= Robin Patterson =

Canadian Artistic Director

Robin Patterson is a Canadian Artistic Director, and a founding member of Theatre Beyond Words: a Physical theatre company that specializes in the creation of original works using mask, puppetry, music, and mime. Patterson graduated from L'École Internationale de Théâtre Jacques Lecoq in Paris, France, then attended Simon Fraser University in Vancouver, British Columbia for her Bachelor of Arts Degree in English. After graduation, Patterson toured internationally for four years with Canadian Mime Theatre as its first female soloist, writer and director. Currently, specializing in clown, mask, and commedia techniques, she is teaching in the Dramatic Arts Department at Brock University.

==Theatre works==

===Potato People===
Patterson conceived the Potato People series; wrote, directed and performed in many of the plays. Potato People is a series of non-verbal larval mask plays for inter-generational audiences. Its first show, Nuthin' But Trouble was produced in 1977 by Robin Patterson along with the other founding members of Theatre Beyond Words.
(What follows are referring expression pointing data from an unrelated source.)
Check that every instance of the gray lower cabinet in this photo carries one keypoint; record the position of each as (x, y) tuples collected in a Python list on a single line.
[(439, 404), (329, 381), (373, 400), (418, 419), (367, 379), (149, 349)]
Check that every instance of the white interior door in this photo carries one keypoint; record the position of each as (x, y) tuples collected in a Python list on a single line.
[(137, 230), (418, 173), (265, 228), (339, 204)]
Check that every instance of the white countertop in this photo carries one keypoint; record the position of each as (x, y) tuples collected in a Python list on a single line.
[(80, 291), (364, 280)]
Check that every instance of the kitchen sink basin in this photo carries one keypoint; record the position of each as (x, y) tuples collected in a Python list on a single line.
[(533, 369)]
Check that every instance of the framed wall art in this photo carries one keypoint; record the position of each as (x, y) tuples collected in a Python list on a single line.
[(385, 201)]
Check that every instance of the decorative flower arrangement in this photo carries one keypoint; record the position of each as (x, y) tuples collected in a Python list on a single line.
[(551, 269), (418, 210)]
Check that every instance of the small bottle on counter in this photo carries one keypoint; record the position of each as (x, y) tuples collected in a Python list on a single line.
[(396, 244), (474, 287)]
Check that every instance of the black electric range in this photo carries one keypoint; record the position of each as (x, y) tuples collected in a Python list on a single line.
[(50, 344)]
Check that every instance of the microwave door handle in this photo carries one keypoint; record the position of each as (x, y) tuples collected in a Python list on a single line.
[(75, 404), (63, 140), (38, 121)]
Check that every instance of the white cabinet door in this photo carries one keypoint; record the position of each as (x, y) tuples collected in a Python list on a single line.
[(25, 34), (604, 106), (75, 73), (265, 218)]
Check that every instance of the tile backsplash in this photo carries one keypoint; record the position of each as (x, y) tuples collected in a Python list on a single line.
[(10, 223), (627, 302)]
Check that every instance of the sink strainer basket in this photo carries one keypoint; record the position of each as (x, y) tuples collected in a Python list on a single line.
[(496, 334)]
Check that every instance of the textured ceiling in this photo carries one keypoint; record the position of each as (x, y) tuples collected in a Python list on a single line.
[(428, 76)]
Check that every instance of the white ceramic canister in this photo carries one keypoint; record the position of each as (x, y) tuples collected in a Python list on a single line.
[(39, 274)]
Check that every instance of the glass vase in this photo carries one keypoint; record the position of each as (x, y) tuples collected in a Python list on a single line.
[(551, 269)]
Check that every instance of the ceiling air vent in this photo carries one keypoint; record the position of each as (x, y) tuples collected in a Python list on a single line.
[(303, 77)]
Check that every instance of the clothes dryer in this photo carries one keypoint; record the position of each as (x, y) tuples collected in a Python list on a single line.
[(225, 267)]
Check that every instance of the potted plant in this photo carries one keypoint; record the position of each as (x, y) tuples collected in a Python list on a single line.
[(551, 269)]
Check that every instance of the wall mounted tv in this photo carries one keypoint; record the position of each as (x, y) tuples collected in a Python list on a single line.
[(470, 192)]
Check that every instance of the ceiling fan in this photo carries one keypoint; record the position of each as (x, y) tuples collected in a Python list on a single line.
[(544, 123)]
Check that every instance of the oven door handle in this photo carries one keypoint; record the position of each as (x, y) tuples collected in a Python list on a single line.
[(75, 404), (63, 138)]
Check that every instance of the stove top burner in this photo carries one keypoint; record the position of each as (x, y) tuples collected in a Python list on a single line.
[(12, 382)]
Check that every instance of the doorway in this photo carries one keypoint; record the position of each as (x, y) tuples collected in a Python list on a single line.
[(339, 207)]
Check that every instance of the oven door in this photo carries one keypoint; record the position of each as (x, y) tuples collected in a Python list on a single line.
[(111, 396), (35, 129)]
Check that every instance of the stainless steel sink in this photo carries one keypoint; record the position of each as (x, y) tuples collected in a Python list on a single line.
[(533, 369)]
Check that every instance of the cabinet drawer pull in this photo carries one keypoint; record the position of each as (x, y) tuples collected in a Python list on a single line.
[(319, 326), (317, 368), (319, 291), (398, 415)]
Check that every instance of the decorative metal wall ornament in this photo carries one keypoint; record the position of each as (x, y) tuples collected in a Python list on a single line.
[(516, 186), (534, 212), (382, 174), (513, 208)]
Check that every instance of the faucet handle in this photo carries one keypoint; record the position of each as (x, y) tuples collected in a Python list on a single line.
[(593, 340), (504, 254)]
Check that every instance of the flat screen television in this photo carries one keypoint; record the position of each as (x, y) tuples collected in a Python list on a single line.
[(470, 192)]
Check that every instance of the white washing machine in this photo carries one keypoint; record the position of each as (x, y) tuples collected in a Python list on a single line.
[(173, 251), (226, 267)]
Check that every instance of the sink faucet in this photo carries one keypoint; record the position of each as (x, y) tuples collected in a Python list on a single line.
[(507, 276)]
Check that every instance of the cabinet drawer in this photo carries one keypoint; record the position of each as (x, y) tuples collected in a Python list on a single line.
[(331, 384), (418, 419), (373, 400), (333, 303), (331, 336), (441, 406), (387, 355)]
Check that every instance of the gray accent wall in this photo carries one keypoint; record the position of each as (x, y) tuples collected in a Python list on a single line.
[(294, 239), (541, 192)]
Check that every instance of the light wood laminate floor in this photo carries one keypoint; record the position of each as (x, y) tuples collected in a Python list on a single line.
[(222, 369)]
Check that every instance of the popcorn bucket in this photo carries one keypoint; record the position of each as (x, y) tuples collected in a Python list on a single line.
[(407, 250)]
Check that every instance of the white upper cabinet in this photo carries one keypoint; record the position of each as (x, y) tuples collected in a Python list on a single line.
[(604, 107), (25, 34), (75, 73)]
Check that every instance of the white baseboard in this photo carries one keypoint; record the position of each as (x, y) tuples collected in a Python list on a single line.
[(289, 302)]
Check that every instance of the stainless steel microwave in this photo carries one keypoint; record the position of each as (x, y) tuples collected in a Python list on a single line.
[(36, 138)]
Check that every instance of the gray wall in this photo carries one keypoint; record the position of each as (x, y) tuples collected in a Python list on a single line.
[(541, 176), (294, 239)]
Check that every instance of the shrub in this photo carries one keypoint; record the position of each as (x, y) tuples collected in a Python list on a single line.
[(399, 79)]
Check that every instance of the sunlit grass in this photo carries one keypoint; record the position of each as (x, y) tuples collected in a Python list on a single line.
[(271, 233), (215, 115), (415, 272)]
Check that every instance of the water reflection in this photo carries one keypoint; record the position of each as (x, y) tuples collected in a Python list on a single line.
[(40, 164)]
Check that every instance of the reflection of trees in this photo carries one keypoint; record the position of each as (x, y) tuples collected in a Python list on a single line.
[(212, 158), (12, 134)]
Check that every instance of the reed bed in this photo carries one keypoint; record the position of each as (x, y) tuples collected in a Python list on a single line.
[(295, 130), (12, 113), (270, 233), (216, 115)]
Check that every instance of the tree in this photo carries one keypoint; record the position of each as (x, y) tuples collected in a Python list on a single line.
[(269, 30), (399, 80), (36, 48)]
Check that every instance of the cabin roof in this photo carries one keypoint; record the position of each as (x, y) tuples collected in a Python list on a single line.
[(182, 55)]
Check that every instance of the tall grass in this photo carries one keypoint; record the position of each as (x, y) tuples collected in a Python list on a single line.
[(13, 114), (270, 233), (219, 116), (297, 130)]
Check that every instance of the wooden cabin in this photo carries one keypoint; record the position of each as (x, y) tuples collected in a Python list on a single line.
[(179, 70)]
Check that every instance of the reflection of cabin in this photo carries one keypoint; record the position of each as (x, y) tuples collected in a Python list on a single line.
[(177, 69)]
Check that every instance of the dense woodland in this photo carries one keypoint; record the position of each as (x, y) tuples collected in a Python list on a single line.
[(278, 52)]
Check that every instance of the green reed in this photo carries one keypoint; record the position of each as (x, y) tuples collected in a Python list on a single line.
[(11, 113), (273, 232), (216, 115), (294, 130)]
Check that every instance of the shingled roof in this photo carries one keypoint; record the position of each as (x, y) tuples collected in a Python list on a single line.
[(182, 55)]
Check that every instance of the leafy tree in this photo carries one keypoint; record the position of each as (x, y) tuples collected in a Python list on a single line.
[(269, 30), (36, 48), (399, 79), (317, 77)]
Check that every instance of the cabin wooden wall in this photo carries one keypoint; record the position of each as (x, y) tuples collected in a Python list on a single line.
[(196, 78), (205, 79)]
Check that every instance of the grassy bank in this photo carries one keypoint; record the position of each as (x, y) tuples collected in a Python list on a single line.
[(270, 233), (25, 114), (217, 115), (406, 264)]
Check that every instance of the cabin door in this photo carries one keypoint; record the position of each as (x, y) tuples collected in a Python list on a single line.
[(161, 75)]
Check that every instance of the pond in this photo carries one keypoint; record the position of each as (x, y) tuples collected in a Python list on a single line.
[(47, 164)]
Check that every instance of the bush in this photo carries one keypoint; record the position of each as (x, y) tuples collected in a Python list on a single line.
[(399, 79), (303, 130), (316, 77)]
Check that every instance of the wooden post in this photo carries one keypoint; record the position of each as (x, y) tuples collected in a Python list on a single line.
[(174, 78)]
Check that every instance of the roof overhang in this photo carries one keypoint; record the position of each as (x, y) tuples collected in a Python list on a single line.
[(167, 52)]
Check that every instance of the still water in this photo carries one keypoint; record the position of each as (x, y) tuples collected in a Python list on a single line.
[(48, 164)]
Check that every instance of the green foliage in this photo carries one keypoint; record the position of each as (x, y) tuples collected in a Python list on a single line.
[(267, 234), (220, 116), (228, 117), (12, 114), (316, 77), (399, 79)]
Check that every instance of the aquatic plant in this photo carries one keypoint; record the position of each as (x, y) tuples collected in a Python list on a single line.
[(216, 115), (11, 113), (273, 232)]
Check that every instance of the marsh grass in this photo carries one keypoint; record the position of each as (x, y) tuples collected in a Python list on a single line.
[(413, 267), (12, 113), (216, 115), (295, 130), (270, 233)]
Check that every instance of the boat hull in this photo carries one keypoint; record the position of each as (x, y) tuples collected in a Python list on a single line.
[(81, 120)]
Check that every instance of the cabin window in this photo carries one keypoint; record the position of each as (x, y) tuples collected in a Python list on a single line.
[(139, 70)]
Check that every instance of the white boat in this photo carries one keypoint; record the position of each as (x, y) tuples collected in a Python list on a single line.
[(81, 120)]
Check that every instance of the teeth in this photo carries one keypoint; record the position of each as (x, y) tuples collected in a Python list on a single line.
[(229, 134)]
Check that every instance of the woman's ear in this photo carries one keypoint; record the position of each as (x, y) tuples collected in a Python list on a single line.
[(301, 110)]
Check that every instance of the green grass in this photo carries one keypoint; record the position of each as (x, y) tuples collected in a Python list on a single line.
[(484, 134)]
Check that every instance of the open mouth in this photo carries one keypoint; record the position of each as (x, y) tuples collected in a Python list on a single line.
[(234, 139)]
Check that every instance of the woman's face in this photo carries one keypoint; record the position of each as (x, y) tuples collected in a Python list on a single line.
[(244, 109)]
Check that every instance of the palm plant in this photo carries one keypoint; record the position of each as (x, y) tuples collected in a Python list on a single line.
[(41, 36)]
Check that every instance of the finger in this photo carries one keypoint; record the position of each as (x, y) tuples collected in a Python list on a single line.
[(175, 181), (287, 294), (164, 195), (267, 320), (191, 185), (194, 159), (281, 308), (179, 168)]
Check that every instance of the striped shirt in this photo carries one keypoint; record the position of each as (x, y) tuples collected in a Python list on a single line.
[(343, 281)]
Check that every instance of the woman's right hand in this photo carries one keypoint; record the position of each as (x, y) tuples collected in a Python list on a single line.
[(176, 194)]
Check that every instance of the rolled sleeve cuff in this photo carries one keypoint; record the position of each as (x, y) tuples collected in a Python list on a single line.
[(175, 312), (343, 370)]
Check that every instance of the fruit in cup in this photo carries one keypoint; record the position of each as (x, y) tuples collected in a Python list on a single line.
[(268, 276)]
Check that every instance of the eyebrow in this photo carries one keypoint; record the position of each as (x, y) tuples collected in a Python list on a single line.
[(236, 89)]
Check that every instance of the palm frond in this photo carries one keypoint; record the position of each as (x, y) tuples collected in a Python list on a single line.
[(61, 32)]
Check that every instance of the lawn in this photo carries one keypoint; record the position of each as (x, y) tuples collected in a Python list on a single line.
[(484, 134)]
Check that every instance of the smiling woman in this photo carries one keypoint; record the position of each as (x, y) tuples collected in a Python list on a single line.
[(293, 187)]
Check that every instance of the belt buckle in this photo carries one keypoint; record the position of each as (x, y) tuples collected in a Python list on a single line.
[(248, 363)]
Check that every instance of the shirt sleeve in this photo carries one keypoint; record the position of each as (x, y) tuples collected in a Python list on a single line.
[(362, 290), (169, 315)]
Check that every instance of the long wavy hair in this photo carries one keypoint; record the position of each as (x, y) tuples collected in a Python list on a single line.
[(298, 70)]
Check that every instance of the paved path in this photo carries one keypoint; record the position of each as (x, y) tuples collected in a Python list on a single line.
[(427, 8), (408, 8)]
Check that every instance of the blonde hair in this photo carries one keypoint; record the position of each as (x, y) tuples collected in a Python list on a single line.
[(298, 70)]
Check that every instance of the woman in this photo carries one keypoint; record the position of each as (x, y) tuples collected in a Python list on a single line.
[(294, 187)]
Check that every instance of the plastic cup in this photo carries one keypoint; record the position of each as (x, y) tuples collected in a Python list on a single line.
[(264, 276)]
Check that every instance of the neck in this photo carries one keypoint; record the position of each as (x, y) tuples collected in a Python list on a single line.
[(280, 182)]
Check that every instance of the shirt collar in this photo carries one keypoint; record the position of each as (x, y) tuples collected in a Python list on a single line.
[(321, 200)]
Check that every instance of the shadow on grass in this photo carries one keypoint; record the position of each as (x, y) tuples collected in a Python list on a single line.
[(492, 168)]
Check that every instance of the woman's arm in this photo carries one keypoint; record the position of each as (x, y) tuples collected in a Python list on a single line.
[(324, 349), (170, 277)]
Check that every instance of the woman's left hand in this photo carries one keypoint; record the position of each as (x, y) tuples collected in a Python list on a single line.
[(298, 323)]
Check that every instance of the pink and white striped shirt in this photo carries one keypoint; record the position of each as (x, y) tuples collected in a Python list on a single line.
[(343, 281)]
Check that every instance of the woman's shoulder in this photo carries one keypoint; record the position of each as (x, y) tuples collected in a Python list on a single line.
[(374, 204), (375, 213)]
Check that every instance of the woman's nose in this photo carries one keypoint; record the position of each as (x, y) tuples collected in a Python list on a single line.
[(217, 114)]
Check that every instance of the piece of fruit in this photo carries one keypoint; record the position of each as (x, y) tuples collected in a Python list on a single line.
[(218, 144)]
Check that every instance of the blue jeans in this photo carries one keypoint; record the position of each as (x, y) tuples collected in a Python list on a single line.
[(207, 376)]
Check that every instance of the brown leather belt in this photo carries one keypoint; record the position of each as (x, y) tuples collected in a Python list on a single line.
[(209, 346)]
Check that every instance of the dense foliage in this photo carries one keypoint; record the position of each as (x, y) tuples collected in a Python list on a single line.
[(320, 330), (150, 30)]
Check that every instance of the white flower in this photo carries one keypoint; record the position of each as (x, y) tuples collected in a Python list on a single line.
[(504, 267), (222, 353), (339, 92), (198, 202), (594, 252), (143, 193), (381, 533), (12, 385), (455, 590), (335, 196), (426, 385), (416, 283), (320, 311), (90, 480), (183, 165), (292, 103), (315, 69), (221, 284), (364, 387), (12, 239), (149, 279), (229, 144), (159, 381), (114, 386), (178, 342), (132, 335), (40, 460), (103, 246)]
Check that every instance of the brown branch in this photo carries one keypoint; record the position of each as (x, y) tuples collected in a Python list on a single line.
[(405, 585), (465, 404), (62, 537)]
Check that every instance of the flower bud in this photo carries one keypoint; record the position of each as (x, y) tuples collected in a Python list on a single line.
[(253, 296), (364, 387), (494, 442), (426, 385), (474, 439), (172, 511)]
Out of the 14-series of plays, Patterson created and directed Seven Potato More (1988), Suite Potato (1989), School Daze (1994), and Family Tree (1995).

In 1987, Potato People (a theatrical cartoon) has received the Citation of Excellence Award in the Art of Puppetry from UNIMA-USA.

==Awards==

Robin Patterson received the Women of Distinction Award, May 2007, in the field of Arts and Culture from the Niagara Region YWCA.